これを強調するためにInstagramは、もはや写真共有アプリではないと言う宣言まで行った。

これに対してInstagramで写真を投稿してきたクリエイターたちからは不満の声も上がっているようだ。当然、多くのクリエイターも動画投稿に移行を開始しているが、動画を行うのであれば、Instagramではなく、既にプラット動画プラットフォームとして確立されているYouTubeやTikTokの方で活動した方が効率が良いと考えそちらに移る人も多いようだ

そんな中で多くの人が不満を漏らしているのは、Instagramのアルゴリズムだ。Instagramのフォロワーが多い人の目立たせるアルゴリズムを持っている。これに対してTikTokは、個々のエンゲージメントが高いコンテンツを優先する。この違いによって、Instagramでは新しく開始した人は良い結果を得られない。このようなことから、クリエーターがInstagramのプラットフォームから離れると言うことが現実化している。
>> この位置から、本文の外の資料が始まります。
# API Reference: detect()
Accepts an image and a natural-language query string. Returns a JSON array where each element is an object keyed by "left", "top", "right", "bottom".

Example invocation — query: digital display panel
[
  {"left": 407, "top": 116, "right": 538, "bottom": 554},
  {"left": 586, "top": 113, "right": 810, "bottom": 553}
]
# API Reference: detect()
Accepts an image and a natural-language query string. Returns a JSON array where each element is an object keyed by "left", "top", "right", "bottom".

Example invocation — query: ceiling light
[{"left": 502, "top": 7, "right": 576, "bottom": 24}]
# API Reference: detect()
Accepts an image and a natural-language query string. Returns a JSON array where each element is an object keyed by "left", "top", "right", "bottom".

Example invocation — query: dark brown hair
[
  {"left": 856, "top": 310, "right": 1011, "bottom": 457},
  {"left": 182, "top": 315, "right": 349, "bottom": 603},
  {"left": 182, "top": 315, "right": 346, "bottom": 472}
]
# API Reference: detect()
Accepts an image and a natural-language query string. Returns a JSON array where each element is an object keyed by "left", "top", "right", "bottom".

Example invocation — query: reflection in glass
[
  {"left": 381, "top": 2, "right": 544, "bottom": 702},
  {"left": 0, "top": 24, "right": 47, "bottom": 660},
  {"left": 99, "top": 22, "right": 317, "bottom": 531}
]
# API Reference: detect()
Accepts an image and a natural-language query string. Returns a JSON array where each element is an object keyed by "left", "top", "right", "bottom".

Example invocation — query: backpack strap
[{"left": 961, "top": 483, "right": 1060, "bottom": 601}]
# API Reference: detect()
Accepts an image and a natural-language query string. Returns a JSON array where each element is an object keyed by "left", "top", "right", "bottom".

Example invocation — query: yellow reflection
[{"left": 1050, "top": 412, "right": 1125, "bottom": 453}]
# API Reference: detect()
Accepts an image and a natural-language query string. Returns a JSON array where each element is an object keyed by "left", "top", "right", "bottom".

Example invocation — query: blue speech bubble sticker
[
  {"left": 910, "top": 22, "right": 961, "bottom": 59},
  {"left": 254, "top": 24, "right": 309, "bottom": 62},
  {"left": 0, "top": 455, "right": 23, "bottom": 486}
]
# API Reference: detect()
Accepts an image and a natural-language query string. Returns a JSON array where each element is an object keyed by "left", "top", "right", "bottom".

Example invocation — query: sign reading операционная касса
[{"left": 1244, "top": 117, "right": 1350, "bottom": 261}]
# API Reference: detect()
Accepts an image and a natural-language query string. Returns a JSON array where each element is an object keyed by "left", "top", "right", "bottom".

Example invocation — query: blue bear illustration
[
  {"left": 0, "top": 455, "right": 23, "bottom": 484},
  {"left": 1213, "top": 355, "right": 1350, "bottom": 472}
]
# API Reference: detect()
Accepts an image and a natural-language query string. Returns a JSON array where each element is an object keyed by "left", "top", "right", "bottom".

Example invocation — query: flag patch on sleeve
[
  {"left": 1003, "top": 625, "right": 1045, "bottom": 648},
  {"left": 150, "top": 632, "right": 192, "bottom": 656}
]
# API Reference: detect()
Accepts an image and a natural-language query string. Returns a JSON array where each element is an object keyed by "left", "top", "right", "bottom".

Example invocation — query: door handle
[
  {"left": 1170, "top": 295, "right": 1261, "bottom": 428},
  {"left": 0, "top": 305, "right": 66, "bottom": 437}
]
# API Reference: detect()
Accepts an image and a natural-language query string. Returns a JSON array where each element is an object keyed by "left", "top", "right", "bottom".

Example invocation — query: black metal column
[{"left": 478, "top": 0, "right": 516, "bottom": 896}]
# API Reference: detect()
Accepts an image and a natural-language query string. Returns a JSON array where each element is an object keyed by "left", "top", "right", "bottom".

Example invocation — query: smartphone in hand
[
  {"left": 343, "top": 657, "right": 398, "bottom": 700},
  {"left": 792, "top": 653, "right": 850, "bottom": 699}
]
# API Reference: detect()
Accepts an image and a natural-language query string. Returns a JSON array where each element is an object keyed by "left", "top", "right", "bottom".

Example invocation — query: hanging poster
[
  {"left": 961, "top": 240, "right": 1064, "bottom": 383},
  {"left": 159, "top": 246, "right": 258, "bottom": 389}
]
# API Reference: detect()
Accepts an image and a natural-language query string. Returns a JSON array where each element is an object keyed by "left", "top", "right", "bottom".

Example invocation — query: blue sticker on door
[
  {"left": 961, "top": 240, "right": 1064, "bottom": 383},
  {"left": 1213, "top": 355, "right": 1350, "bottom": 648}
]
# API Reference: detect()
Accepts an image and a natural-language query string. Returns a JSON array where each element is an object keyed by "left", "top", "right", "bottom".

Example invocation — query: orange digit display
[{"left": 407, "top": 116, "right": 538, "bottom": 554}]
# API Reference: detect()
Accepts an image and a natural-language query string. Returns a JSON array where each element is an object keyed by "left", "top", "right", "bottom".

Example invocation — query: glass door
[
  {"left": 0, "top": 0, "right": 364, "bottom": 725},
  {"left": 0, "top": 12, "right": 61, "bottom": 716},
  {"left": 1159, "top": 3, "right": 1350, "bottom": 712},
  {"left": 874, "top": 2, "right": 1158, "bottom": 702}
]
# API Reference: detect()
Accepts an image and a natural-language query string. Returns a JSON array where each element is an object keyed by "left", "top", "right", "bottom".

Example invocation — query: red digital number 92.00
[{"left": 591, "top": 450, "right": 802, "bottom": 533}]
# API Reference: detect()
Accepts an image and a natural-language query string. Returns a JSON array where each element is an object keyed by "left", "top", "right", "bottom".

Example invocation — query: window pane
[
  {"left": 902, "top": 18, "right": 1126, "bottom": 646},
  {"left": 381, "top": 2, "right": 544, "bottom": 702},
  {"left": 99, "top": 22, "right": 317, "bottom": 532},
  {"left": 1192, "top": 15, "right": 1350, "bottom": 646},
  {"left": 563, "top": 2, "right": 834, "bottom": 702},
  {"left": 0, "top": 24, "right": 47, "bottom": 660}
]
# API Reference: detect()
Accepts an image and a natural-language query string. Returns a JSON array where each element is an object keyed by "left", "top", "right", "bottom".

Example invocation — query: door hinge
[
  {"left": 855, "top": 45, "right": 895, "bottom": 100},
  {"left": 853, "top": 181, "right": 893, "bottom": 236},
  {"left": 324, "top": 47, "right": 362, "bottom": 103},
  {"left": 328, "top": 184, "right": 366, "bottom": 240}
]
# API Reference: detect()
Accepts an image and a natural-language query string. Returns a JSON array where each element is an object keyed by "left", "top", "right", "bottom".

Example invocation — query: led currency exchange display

ソーシャルメディアは、良いコンテンツを投稿するクリエイターで成り立っているわけなので、彼らがプラットホームを離れると言う事は致命的だ。Instagramが、動画に重心を移しているのは、、やはりTikTokに追い詰められているからと考えるべきだ。

一方TikTokのほうも、新しいクリエイターのコンテンツを紹介するような仕組みを取り入れ、Instagramからクリエイターを奪う努力を行っている.

ソーシャルメディアを利用する広告主の方でも多くの会社がTikTokに投入する予算を増やす方針だという調査結果もある。TikTokの方がマネタイズが簡単になれば、雪崩を打って多くが移行するだろう。

とは言え、クリエイターのユーザもすでに巨大なプラットフォームであるInstagramからすぐには離れるわけではない。だから、動画コンテンツをめぐる争いは当面続いて、プラットフォームとしての勝者はすぐには決まらないだろう。しかし、ブランドの力と言うのは強いものだ。面白くて楽しい動画のTikTokのイメージは確立しており、写真共有サイトと言うイメージのInstagramはそれを変えるにはかなりの時間と対策が必要である。